10:08Eles ficam discutindo com acusações entre si, não procurando centralizar no problema,
10:15um embate terrível entre eles.
10:16O eleitor começa a cansar daquilo outro.
10:19Se quem está ali no meio dessa discussão for mais pragmático e souber apresentar boas propostas
10:27para isso ali no momento certo, pode ser que aconteça aquele efeito assim de, cara, eu gostei
10:33desse cara, esse cara, esse de fato, pensa em mim.
10:36O Zema, ele vai num debate da Globo com total desconhecimento.
10:42Há uma briga entre esses dois candidatos polarizados que ele só se embate.
10:46A tréplica cai na mão do Zema.
10:48O Zema faz uma resposta incrível, do tipo assim, olha, eu não estou preocupado com a
10:54briga de vocês dois, eu estou preocupado em resolver o problema do eleitor.
10:57Então, a minha opinião sobre isso é essa, essa, essa.
11:01No outro dia, ele dispara mais de 7% nas pesquisas.
11:06Dez dias depois, eles param e chegam na média ali de 12% ou 13%.

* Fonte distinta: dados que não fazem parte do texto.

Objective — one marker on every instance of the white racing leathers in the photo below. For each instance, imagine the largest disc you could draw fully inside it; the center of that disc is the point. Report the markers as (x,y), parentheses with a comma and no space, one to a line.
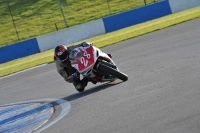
(64,68)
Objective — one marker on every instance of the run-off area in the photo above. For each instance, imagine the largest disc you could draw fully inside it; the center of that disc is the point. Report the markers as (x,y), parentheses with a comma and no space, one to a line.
(30,116)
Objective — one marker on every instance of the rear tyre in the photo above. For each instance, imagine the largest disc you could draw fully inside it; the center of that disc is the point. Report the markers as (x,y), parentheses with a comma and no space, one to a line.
(113,72)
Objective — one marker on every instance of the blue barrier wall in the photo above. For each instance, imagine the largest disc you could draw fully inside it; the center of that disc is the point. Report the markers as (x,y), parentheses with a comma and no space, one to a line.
(18,50)
(136,16)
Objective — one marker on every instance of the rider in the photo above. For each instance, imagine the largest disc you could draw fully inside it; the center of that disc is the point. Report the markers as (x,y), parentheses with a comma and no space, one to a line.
(64,68)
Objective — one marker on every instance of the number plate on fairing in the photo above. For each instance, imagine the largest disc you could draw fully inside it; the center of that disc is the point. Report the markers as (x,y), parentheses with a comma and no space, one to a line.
(86,60)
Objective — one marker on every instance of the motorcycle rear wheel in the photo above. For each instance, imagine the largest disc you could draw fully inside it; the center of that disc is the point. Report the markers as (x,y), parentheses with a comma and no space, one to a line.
(113,72)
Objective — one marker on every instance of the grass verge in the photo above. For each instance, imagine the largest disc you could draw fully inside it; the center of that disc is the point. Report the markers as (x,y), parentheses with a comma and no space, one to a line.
(104,40)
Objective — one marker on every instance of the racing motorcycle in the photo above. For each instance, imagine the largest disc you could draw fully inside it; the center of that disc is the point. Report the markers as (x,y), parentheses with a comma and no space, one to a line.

11:10E aí acontece uma coisa mágica.
11:13Não precisa, nem é tanto o número.
11:15A partir de 10%, você já começa a ter perigo, né?
11:18Mas é a velocidade.
11:20Algo que aconteceu com o Pablo Marçal, por exemplo, também.
11:23O eleitor, ele gosta muito desse sentimento de vir pegar o cavalo que está lá atrás,
11:28vem cilhado, passando, correndo.
11:30É o famoso efeito manada, né?
11:33É difícil segurar isso.
11:35Quando o Eduardo Campos tem um acidente dele, a Marina pega esse tipo de eleitor também.
11:41Eleitor, esses votos, né?
11:42Exatamente.
11:43E começa a crescer muito rápido.
11:44É muito difícil para que o outro lado breque.
11:47Ou seja, tem que ter um fator sorte também.
11:49Porque você sabe que debate é um sorteio, né?
11:51Tem que, naquele momento ali, tem que acontecer algumas coisas.
11:54Mas aconteceu esse fator sorte aqui na eleição de São Paulo.
11:59Então, pode ser que, estando preparado e os dois candidatos favoritos errem na curva, né?
12:06Um desses candidatos se aproveita desse momento.
12:09O Zema, na minha opinião, ele resgata mais esse cara do antissistema.
12:15Primeiro, pela independência dele.
12:18Como ele não tem rabo preso, ele pode bater em quem precisa apanhar.
12:23Ele tem essa liberdade, ele tem essa coragem.
12:26Porque ele sabe que o telhado dele não é de vidro.
12:29Segundo, porque ele deu uma ajustada boa na comunicação de um tempo pra cá.
12:34Eu vi uma melhora significativa.
12:36Tiraram alguns pontos que estavam ruins.
12:38Melhoraram outras.
12:40E terceiro, que por uma sobrevivência da causa de barreira.
12:44Essa é uma opinião pessoal minha, tá?
12:46Eu acho que ele deve vir, ele o candidato.
12:50Estão ventilando, ele vice de alguns candidatos de direita.
12:55Na minha opinião, em função do papel que ele tem que cumprir no partido dele,
13:01o partido novo, deve vir ele o candidato.
13:04Nesse sentido, ele se coloca ali como um cara assim que não pega nem Lula nem Bolsonaro.
13:10E um sentimento que tá tendo hoje também do antissistema.